Almost unnoticed amidst the credit-market turmoil in the housing-driven Anglo-Saxon economies was Japan's quiet slippage into ominous negative growth. Sharp downward revisions to second-quarter capital spending that appeared early in September resulted in a negative 1.2 percent annual growth rate for Japan's overall economy--somewhat shocking in view of the fact that the initial reports on the quarter had put the growth rate at above 2 percent.

Almost simultaneously, although not primarily driven by the weakness in the economy, Japanese prime minister Abe was forced to resign after a tenure of only twelve months. Meanwhile, Japan's deflation persisted with the core inflation rate (excluding food and energy) falling at a 0.5 percent year-over-year rate in July, marking a deceleration downward from the April drop of 0.2 percent. Against this negative economic background, Japan's stock market fell sharply, by more than 10 percent from July to mid-September, while Japan's currency appreciated as nervous carry trade investors brought money home to Japan. This remarkably negative set of economic and financial developments convinced the Bank of Japan, albeit reluctantly, to announce no increase in its official lending rate after its July 18 meeting.

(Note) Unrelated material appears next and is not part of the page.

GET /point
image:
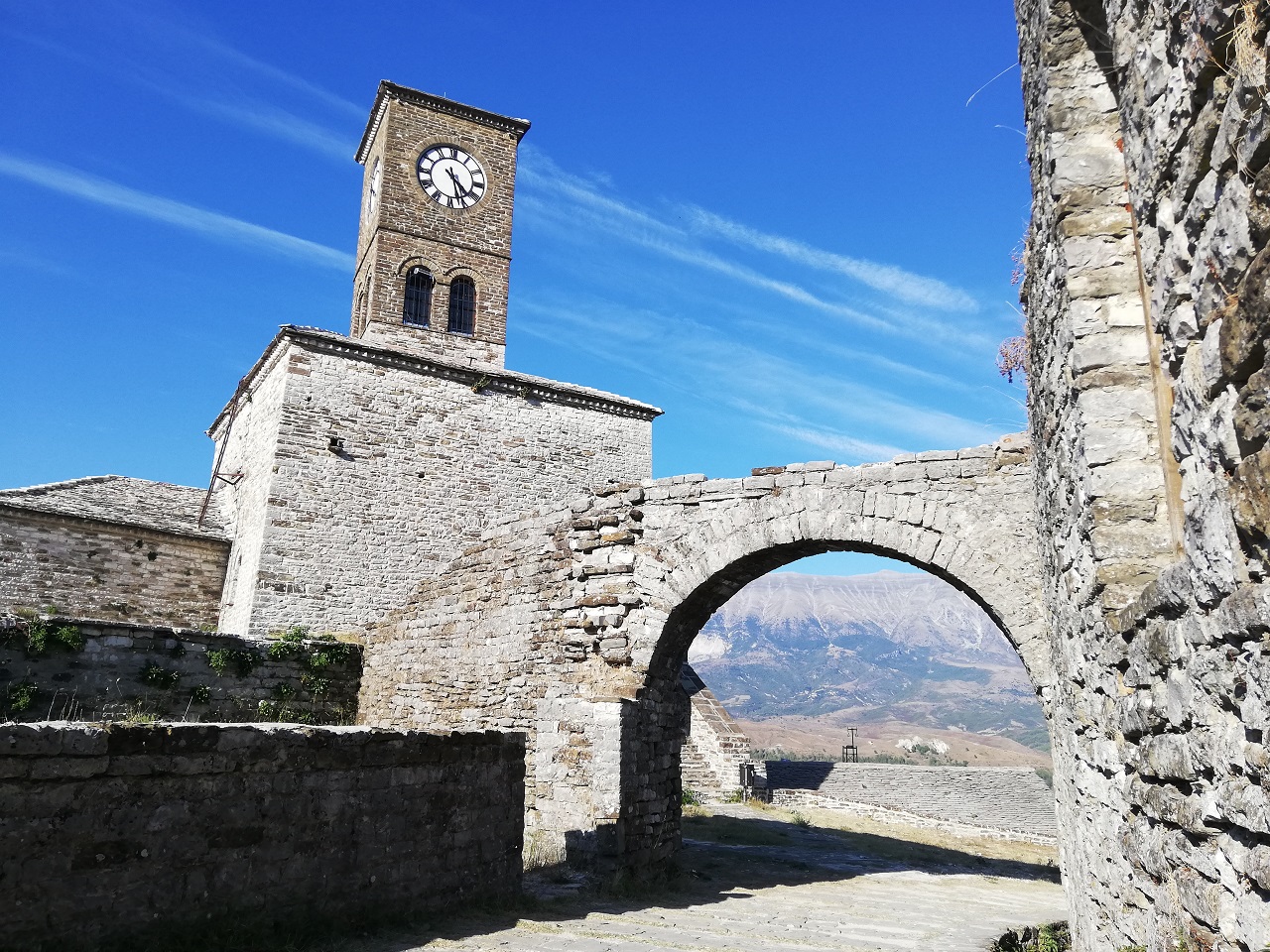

While Japan's economy has not been highly dynamic, it has contributed to global growth with year-over-year GDP increases averaging about 2.5 percent over the last several quarters. Clearly, a slowdown in Japanese growth would be less than helpful in the global economic environment. As in much of Asia, Japan's growth depends almost entirely on continued strong growth of exports to China as the domestic economy is virtually stagnant due to a fiscal drag of about 1 percent and weak wage growth. The sharp drop in Japanese capital spending is an ominous sign regarding the perceived outlook for continued rapid growth of exports. Export volume to the United States has slowed sharply while exports to China have continued strong.